Mayawati is certainly not an angelic crusader and she too has her dark sides (clean politicians in India? what’s that? we don’t like them. that’s why we choose bad politicians) but Mr. Swaminathan in his article titled Don’t go gaga over Mayawati seems to be doing nothing constructive and simply nitpicking, and to such an extent that he even downplays the anarchy unleashed by the Mulayam government. He refers to Yogendra Yadav’s electoral analysis and asks:

Yogendra Yadav is normally India’s best electoral analyst. But on this occasion he claims that “the feeble voice of the ordinary Indian” can finally be heard through Mayawati’s victory. Really? Have all other elections been a democratic sham, drowning out the ordinary voter?

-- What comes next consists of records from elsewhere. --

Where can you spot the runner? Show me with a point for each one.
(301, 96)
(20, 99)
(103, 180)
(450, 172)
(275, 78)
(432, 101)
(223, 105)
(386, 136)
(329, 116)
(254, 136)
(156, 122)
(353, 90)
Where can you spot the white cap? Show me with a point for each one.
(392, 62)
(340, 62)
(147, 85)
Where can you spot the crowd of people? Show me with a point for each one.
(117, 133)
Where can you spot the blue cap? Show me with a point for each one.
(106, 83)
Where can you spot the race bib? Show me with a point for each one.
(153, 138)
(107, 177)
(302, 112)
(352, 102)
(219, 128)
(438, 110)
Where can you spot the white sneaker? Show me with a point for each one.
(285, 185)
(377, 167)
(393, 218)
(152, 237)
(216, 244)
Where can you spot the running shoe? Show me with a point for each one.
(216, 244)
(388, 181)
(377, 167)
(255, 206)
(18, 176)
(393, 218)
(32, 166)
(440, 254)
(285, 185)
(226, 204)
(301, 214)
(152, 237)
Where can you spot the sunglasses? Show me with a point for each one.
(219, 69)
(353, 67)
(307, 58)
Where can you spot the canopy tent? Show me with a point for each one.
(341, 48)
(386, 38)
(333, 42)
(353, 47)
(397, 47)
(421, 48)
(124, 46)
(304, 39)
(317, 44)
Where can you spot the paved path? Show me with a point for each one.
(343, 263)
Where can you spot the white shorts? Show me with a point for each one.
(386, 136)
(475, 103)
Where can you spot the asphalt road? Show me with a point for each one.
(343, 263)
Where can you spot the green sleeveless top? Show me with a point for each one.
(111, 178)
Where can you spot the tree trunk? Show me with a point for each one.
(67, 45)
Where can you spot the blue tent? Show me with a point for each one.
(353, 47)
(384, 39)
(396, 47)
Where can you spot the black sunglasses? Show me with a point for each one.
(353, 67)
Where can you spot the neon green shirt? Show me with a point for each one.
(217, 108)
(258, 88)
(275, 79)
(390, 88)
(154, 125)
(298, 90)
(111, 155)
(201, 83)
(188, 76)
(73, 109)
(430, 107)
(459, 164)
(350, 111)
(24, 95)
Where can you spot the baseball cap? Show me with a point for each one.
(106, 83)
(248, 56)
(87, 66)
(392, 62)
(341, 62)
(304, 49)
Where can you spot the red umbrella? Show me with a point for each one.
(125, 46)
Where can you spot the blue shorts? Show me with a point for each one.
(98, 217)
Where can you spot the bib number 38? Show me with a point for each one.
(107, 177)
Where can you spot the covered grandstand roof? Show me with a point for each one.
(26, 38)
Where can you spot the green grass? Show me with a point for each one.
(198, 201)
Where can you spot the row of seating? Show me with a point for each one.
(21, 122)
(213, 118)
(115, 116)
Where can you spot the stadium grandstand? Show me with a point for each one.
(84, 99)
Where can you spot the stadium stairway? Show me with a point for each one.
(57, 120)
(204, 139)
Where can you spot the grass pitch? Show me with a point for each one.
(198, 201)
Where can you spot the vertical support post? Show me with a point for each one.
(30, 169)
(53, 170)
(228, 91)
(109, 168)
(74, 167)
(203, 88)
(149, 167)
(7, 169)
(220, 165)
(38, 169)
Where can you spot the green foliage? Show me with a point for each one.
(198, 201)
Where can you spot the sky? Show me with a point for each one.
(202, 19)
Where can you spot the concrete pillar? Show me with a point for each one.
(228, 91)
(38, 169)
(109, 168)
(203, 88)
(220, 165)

To an extent yes. Our elections haven’t exactly been the vanguards of democracy. Some want Yadav votes, some want Muslim votes and political outfits like the Congress perpetually play the dirty politics of caste and religion. So what’s so cynical about Mayawati bringing all the castes and religions, even tokenly, under one umbrella? People are simply jealous because she succeeded.

He further says:

Those who think that Mayawati’s rainbow politics can transform class or caste relations in Uttar Pradesh are confusing electoral opportunism with social revolution. Only 46% of voters voted in Uttar Pradesh, and Mayawati got only 30% of these votes. So, only 13.8% of eligible voters actually voted for her. In a first-past-the-post electoral system, this is enough to ensure an election victory. But it is totally inadequate for engineering a social revolution.

Could be. But the reality is, whether one likes it or not, she got to form the government with her opportunistic arithmetic. Forget about the percentages, the main point is, she got the absolute majority because of what they call, her ”rainbow politics”. Mr. Swaminathan belongs to a pessimistic era. No numbers are inadequate for engineering social revolutions. He must remember that small rivulets create big rivers.

The point is not whether she can do something or not. May be she’ll turn out to be just another power-hungry, corrupt politician only concerned with filling her own coffers. Still, she is far better than the current crop of politicians we have. I was watching her recently giving an interview to Prabhu Chawla of Aaj Tak. All the politicians, to whichever political party they belong, look pigmies in front of her. At least she knows what she is talking about. There was so much clarity of purpose in her eyes and her body language. I hope she very soon becomes the PM.

[tags]mayawati, up elections[/tags]

  • Rem

    Yes.. there’s no need to blindly bash her.. she sounds confident and seems to know what she’s talking about… give her some time and let’s see wht she turns out to be!!